Even though I didn’t want to spend the money (or really even have it to spend), we did send two mold kits off for analysis. Today I got the results: There were two different strains of mold growing in that apartment, one of which has been shown to increase the occurence of cancer in lab animals. I may not have gained much from the validation – and I may not have received a response at all from the management company – but I’ve gained this:

Some things are worth fighting for.

It’s so easy to try for something and meet a roadblock at every turn the way that I just did in my home life – and the way so many people do early in the recovery process. This time, I was dealing with maintenance, and office staff, and contractors standing between me and something healthier – for someone approaching recovery, there are other gatekeepers: insurance companies, the voice in the back of their heads that just says, “but you’re not sick enough,” or “you can keep going, it’s not going to kill you,” friends with similar behaviors, bosses that won’t allow time off for treatment.

The results haven’t been perfect. It’s still an ongoing process – the getting settled and getting my life back – and it’s going to continue to be one. But if I hadn’t fought, it wouldn’t have even started to get better.

If you’re just starting to think about recovery or you’re having a rough day and are thinking about giving up, know this: everything that stands in the way? It’s about protecting an asset – it’s about someone else trying to cover his or her own ass – and it has not a damned thing to do with you.

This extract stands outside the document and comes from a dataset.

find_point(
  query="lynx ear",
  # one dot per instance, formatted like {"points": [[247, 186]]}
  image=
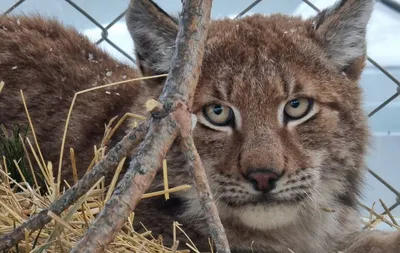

Some days you’ll have all of the support you need. Other days, you won’t. And it might feel like there’s no fight at all left in you. And you might wonder why you’re pushing through and fighting because it doesn’t seem like you’ve made an progress at all.

Those are the days that the fight matters the most. Keep at it. Because as trite as it sounds, it gets better. It doesn’t get immediately perfect, but it definitely gets better.

“Life is no brief candle to me. It is a sort of splendid torch which I am permitted to hold for the moment, and I want to make it burn as brightly as possible before handing it on to future generations.”
–George Bernard Shaw

I believe in recovery, and I believe that as a role model I have the responsibility to let young people know that you can make a mistake and come back from it.